Além da moradia, as famílias têm acompanhamento psicológico, fonoaudiólogo, nutricional, fisioterapeuta. E ainda há os voluntários que aparecem sempre para brincar com a meninada, contar histórias, fazer mágicas e sair com as crianças para passear. As mães recebem também uma cesta básica para enviar para o interior, já que muitas abandonam o emprego para acompanhar o tratamento dos filhos. A maioria das acompanhantes das crianças em tratamento, uma exigência do Estatuto da Criança e do Adolescente (ECA), são as mães, mas vire e mexe aparece algum pai ou outro parente para também dar apoio.
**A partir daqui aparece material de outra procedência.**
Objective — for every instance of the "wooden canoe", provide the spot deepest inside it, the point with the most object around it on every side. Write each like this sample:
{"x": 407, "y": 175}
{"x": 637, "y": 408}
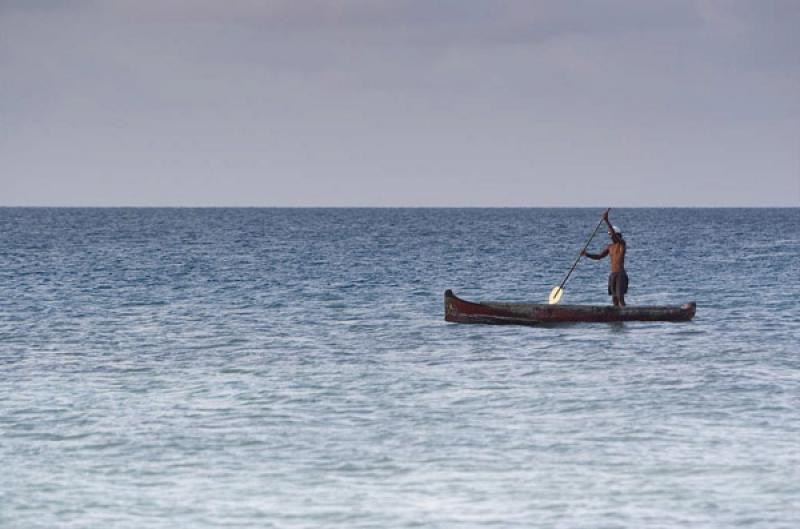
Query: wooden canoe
{"x": 458, "y": 310}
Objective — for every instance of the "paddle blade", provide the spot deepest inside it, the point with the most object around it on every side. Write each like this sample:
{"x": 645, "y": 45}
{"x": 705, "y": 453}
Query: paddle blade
{"x": 555, "y": 295}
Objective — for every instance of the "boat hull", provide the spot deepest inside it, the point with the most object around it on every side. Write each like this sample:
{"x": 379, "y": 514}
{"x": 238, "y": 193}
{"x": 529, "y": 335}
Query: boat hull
{"x": 458, "y": 310}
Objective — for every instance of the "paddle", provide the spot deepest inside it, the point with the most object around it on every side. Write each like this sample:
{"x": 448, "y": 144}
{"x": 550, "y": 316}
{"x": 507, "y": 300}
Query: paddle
{"x": 557, "y": 292}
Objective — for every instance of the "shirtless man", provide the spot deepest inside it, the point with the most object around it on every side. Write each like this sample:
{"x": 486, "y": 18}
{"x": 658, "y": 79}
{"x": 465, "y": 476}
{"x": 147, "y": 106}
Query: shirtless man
{"x": 618, "y": 279}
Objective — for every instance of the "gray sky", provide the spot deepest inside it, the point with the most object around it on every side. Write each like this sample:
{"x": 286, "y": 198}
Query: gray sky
{"x": 401, "y": 102}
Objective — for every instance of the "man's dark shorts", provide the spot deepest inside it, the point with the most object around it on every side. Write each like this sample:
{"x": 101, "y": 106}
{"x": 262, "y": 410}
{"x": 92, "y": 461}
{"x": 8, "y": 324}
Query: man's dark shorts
{"x": 617, "y": 284}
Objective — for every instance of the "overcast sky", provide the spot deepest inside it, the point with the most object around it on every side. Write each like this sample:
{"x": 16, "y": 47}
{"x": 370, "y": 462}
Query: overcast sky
{"x": 400, "y": 102}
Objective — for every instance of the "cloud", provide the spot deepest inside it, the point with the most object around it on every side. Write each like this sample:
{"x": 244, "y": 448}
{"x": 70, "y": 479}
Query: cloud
{"x": 284, "y": 98}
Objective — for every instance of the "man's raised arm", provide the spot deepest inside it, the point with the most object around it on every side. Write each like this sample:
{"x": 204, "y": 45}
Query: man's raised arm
{"x": 605, "y": 218}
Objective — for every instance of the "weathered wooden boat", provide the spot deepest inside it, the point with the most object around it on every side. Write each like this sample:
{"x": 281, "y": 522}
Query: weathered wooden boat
{"x": 458, "y": 310}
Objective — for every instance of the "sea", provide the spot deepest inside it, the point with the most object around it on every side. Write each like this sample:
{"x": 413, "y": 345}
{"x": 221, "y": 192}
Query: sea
{"x": 291, "y": 368}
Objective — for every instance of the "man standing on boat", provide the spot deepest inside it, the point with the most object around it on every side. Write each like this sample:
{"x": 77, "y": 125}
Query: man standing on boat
{"x": 618, "y": 279}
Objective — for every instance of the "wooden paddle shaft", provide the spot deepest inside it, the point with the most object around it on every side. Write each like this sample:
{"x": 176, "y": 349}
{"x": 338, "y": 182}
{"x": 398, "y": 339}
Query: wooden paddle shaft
{"x": 581, "y": 253}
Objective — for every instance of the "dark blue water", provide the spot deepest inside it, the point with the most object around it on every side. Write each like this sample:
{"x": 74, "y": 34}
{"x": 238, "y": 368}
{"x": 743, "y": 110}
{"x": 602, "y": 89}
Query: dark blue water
{"x": 291, "y": 368}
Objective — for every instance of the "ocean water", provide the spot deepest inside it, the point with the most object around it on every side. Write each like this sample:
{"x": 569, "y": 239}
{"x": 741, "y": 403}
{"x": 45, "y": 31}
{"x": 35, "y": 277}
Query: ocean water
{"x": 291, "y": 368}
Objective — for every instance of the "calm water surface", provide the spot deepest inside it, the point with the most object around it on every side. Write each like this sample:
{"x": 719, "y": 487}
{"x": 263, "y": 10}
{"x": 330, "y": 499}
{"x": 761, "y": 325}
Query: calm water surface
{"x": 291, "y": 368}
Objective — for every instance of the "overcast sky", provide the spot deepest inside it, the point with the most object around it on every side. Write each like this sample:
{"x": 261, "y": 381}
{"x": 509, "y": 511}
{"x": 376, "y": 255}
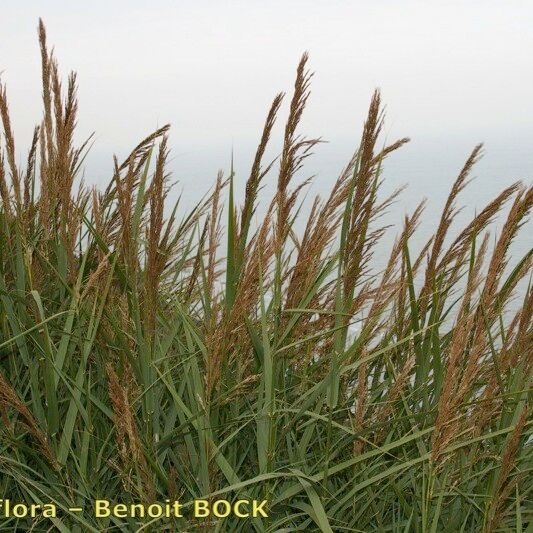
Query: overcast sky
{"x": 452, "y": 73}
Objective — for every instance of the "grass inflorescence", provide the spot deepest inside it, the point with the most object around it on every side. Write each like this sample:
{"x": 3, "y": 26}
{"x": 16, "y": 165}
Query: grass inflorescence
{"x": 149, "y": 353}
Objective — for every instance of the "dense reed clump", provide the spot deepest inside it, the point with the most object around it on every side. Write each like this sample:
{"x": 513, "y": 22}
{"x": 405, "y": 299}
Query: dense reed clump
{"x": 148, "y": 354}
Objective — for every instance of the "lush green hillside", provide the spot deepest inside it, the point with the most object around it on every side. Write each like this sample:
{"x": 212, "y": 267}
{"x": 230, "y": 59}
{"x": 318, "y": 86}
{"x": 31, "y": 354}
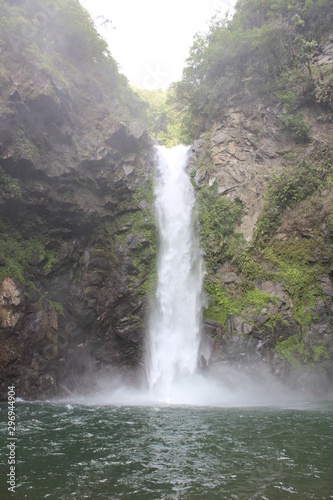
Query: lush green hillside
{"x": 263, "y": 52}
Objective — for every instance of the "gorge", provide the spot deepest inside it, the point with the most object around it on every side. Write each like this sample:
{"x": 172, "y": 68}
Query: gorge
{"x": 79, "y": 235}
{"x": 166, "y": 310}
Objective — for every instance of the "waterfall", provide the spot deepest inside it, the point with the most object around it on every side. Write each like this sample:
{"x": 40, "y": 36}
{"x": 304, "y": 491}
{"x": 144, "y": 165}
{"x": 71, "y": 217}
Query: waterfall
{"x": 175, "y": 320}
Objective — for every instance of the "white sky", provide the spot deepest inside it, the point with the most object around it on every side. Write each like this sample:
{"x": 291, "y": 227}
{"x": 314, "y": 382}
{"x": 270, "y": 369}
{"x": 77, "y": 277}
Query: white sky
{"x": 150, "y": 39}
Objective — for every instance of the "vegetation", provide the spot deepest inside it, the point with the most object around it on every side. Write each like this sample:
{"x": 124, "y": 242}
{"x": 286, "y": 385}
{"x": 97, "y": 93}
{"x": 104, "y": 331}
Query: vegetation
{"x": 164, "y": 117}
{"x": 218, "y": 217}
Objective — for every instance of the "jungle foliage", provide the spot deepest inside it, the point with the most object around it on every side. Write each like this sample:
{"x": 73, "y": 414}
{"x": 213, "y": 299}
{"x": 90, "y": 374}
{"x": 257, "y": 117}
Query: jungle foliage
{"x": 264, "y": 51}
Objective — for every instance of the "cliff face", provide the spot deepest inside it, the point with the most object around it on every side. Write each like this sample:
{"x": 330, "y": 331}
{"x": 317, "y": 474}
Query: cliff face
{"x": 269, "y": 273}
{"x": 77, "y": 232}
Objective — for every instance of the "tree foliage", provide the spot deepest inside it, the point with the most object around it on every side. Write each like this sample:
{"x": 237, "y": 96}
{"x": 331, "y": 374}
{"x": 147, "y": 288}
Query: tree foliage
{"x": 249, "y": 56}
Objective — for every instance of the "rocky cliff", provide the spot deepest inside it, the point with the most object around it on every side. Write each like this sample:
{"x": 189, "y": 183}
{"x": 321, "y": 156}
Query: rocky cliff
{"x": 269, "y": 254}
{"x": 77, "y": 231}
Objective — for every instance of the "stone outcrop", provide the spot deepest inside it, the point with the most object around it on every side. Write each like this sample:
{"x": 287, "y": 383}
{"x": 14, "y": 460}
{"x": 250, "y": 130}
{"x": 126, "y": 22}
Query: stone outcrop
{"x": 237, "y": 159}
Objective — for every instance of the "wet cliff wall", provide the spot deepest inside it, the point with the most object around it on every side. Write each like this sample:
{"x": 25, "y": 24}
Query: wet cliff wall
{"x": 77, "y": 232}
{"x": 265, "y": 208}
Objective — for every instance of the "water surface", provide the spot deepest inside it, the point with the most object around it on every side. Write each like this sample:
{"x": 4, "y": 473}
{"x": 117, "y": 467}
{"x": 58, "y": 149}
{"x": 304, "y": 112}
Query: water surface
{"x": 69, "y": 451}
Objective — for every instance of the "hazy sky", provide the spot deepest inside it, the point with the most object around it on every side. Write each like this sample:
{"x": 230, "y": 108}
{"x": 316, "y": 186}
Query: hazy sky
{"x": 150, "y": 39}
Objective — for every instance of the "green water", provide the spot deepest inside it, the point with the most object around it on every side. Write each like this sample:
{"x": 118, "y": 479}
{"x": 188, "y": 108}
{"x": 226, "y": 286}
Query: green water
{"x": 67, "y": 451}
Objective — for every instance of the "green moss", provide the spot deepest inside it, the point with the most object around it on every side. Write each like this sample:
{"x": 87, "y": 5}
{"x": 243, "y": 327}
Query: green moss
{"x": 223, "y": 303}
{"x": 10, "y": 187}
{"x": 17, "y": 253}
{"x": 300, "y": 278}
{"x": 26, "y": 149}
{"x": 218, "y": 217}
{"x": 295, "y": 184}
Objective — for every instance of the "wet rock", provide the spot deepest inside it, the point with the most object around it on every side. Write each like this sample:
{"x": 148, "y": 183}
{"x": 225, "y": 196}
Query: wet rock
{"x": 10, "y": 299}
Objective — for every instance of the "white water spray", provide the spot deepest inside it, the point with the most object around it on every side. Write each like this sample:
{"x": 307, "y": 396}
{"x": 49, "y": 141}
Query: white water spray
{"x": 174, "y": 343}
{"x": 175, "y": 323}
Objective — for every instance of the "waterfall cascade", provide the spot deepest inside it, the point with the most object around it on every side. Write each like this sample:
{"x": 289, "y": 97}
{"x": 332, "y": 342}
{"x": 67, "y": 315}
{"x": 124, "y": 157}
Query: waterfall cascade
{"x": 175, "y": 321}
DESCOBERTA A maioria das crianças que estão na Casa de Apoio Aura descobriram o câncer de repente. Vera Aparecida Miguel Santos, de 35, moradora de João Pinheiro, conta que o filho nunca ficou doente. De repente, no fim do ano passado, começou a reclamar de dores esporádicas de cabeça. “A gente dava um analgésico e passava. Cheguei a levar no médico, mas ele disse que podia ser problema de vista ou televisão demais”. Mas, segundo ela, como as dores se tornaram muito frequentes, ela voltou ao médico e pressionou por um exame mais detalhado e seu filho Luiz Fernando Santos, de 7, foi diagnosticado com um tumor na cabeça já em estágio avançado. Ele está em tratamento desde janeiro. O caso é semelhante ao de Kristian Gabriel, de 8, segundo relata a mãe Keila Alves, de 22. “Eu comecei a achar as mãos e os lábios dele muito brancos e percebi que ele não tinha mais o mesmo ânimo para brincar, vivia cansado. Quando fomos ver, ele estava com anemia e as plaquetas muito baixas”, relata. O resultado foi leucemia. Mesmo caso de Kevelli Rarielly, de 5, de Lassance, que começou a reclamar para a mãe, Katielle Lemos Lopes, de 27, de dores nas pernas. Manchas também apareceram pelo corpo. “Rapidamente ela quase não andava mais. Ficamos muito assustados”, lembra a mãe. Segundo ela, o tratamento começou a ser feito rapidamente, o que garante chance maior de recuperação.
Para discutir a importância desse diagnóstico precoce, a Casa de Apoio Aura realiza quinta-feira o simpósio “Setembro Dourado – Despertar para o câncer infantojuvenil”, que contará com palestra do oncologista Joaquim Caetano Aguirre Neto, que atua em hospitais de referência em Belo Horizonte. O seminário vai das 19h às 22h, no auditório da Fumec (Rua Cobre, 200, Bairro Cruzeiro). As inscrições são gratuitas e devem ser feitas pelo e-mail inscrições@aura.org.br. A taxa é um litro de leite integral longa vida. A campanha “Setembro Dourado” tem por objetivo alertar a sociedade para a importância do diagnóstico precoce de câncer em crianças e adolescentes. Segundo os médicos, 70% dos casos da doença podem ser totalmente curados se descobertos no início.